Although no significant improvement was found when compared with PESI, the MELD and MELD-XI scores only consist of two or three parameters, which can be easily measured using inexpensive, routine laboratory tests, so they are simpler and practical risk assessment tools. In conclusion, our findings reinforce the concept of integrating the functional status of the liver and kidney into the risk stratification of acute PE.
Limitations
Our study has a number of limitations that need to be discussed. First, this is a retrospective single-center study, and the sample size was relatively small. Therefore, these conclusions should be verified in different regions and in different populations with larger samples. Second, we could not analyze the association between the MELD/MELD-XI score and long-term prognosis. Additionally, the MELD/MELD-XI score is dynamic and reflective of the patient's current severity of illness, whether preoperative clinical optimization reflected by improved MELD/MELD-XI scores improves outcomes after receiving anticoagulation has not been investigated. Third, INR could artificially elevated by antagonizing vitamin K-dependent pathways, so we collected the biochemical data on admission before initiating anticoagulant therapy. We also assessed the association between the MELD-XI (excluding INR) score and outcomes in order to eliminate the deviation of some patients with heart failure and atrial fibrillation using warfarin. Lastly, despite the fact that a multivariate analysis was conducted, a residual confounding from unmeasured factors may exist, especially liver and kidney biomarkers, gamma-glutamyltransferase, cystatin C, kidney injury molecule-1, and so on, which might affect the study's ultimate results.
Conclusion
Among normotensive patients with acute PE, both the MELD scores are associated with in-hospital adverse events.
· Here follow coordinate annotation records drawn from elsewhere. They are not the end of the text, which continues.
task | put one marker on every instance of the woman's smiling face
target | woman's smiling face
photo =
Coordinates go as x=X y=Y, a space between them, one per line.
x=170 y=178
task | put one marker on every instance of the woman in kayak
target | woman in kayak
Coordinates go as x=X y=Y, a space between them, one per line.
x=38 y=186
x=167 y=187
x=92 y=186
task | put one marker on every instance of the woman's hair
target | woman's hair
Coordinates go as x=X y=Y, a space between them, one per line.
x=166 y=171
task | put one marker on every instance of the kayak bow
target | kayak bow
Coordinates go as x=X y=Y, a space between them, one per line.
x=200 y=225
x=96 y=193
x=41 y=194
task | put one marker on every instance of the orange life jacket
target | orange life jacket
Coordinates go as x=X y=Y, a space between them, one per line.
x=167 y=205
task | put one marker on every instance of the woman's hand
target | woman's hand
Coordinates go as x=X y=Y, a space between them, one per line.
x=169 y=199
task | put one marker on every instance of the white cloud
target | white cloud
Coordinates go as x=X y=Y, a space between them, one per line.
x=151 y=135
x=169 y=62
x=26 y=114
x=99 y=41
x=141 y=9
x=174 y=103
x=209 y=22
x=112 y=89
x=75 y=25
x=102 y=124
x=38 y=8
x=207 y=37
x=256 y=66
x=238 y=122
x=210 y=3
These results suggest that MELD/MELD-XI score can be used as a practical predictor for in-hospital adverse events in PE patients and further studies are needed to validate these findings.
Footnotes
Data Availability Statement
The data underlying this article will be shared on reasonable request to the corresponding author.
Declaration of Conflicting Interests
The authors declared no potential conflicts of interest with respect to the research, authorship, and/or publication of this article.
Funding
The authors disclosed receipt of the following financial support for the research, authorship, and/or publication of this article: This work was supported by the Capital Health Research and Development of Special Fund (grant number 2020-2-4065).